Jacob Lew in China
U.S. Treasury Secretary Jacob Lew, left, talks with Chinese Premier Li Keqiang during a meeting at the Great Hall of the People in Beijing, on May 13, 2014. Reuters/Andy Wong

China on Wednesday released data showing that government spending increased 25 percent in May from a year earlier, and its central bank said it will hold monetary policy steady, suggesting more big spending in an effort to boost faltering growth.

China said its fiscal May spending rose to 1.3 trillion yuan ($208.75 billion), “quickening sharply from a 9.6 percent rise in the first four months of the year,” according to Reuters.

The comments varied a bit from Monday, when the Central Bank said it was speeding up interest rate liberalization and plans to establish deposit insurance for banks.

“The central bank said on Monday that it will cut the reserve requirement ratios -- the level of reserves banks must hold -- for those that have sizable loans to the farming sector and small and medium-sized firms, a move to support the economy the government had flagged in May,” Reuters reported.

This week’s moves followed actions in the past few weeks aimed at perking up China’s economic growth.

“There is little doubt that China’s growth has been losing momentum in recent years.The past few quarters have witnessed clear signs of rising inventories, slumping property sales, producer price deflation, declining consumer price inflation, weakening corporate earnings, slowing investment and anemic industrial production. Fortunately, private consumption is still holding up,” Guonan Ma, a writer at Bruegel.org, wrote on Wednesday.

China’s economic growth is still at a level that’s the envy of Western nations, but it's slowing at a time when the U.S., the world’s largest economy, is picking up pace.

And global economic growth is expected to dip this year, following the fiercely cold winter that plagued the United States and turbulence in Ukraine and the world’s financial markets.

The World Bank on Tuesday said it reduced its global growth forecast to 2.8 percent this year, down from a January projection of 3.2 percent, Bloomberg News reported.

The U.S. forecast was cut to 2.1 percent from 2.8 percent, and outlooks for Brazil, Russia, India and China also fell -- a sign that emerging economies aren’t moving fast enough or investing sufficiently in domestic structural reforms, which are needed to accelerate economic expansion, according to the Washington-based institution.

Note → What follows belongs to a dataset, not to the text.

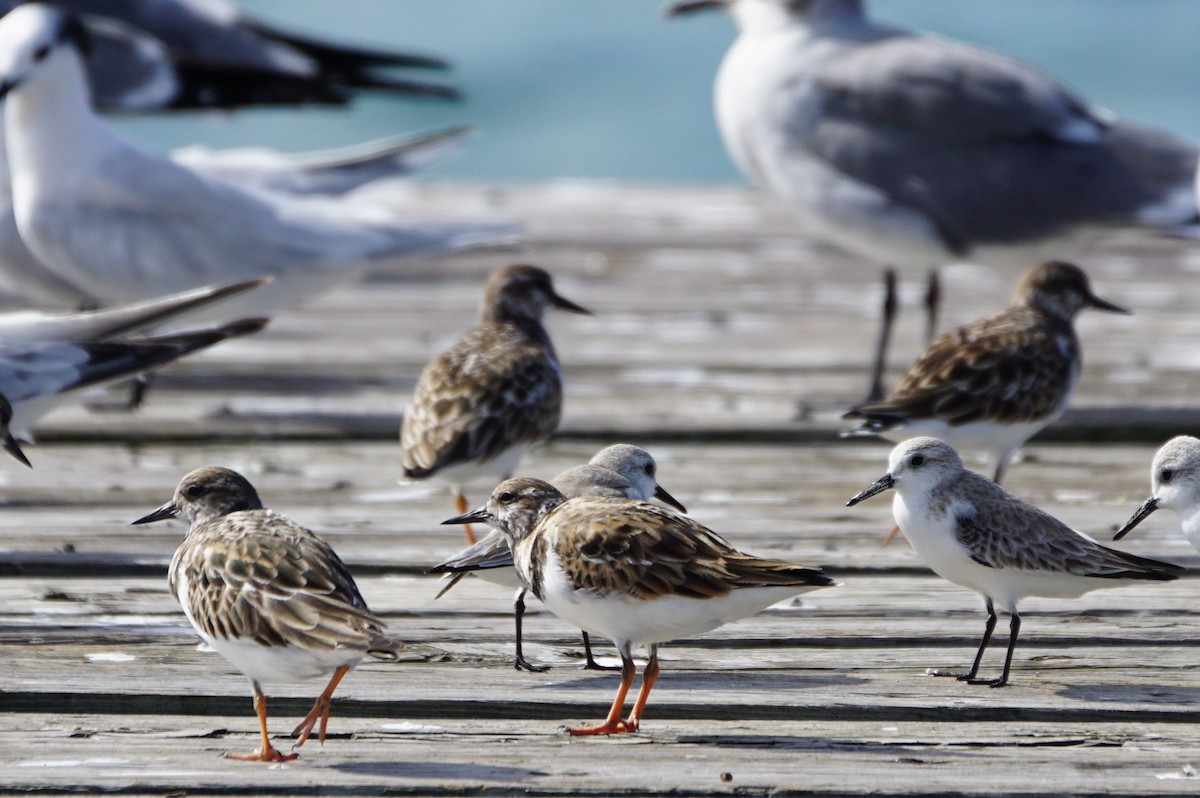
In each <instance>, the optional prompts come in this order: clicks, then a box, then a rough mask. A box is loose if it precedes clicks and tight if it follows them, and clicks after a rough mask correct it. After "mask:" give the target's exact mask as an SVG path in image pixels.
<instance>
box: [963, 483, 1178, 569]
mask: <svg viewBox="0 0 1200 798" xmlns="http://www.w3.org/2000/svg"><path fill="white" fill-rule="evenodd" d="M977 476H978V475H968V479H970V480H971V484H970V488H971V490H970V491H968V493H967V497H968V502H966V503H964V504H962V505H960V509H959V510H958V512H956V514H955V521H956V524H958V526H956V529H955V536H956V539H958V541H959V542H960V544H961V545H962V546H964V547H965V548H966V550H967V551H968V552H970V554H971V558H972V559H973V560H976V562H977V563H979V564H982V565H986V566H989V568H1008V569H1016V570H1026V571H1056V572H1066V574H1074V575H1076V576H1094V577H1098V578H1114V580H1121V578H1126V580H1174V578H1176V576H1178V575H1180V574H1182V572H1183V571H1184V569H1182V568H1178V566H1177V565H1172V564H1170V563H1160V562H1158V560H1153V559H1147V558H1145V557H1135V556H1134V554H1127V553H1126V552H1121V551H1117V550H1115V548H1109V547H1106V546H1102V545H1100V544H1098V542H1096V541H1094V540H1092V539H1090V538H1086V536H1085V535H1081V534H1079V533H1078V532H1075V530H1074V529H1072V528H1070V527H1068V526H1067V524H1064V523H1063V522H1061V521H1058V520H1057V518H1055V517H1054V516H1052V515H1050V514H1048V512H1045V511H1044V510H1040V509H1039V508H1037V506H1034V505H1032V504H1028V503H1027V502H1021V500H1020V499H1015V497H1010V496H1009V497H1004V499H1006V500H1001V499H1000V497H997V496H995V494H997V493H1000V492H1001V491H1002V490H1003V488H1000V487H998V486H996V485H994V484H992V482H991V481H990V480H986V479H985V478H983V476H978V479H976V478H977ZM988 494H994V496H992V500H988ZM978 508H986V512H985V514H984V512H980V511H979V510H978Z"/></svg>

Andrew Burns, the lead author of the World Bank report, told the Financial Post that economies like China’s need to pick up economic growth or face even more woes when the U.S. moves from its protracted period of historically low interest rates.

“Our advice to these countries is ‘listen, you’ve got a window here of a year, let’s see what we can do to reduce those vulnerabilities between now and then so that when it does come, you don’t get caught up in the overall problem,” Burns told the Financial Post.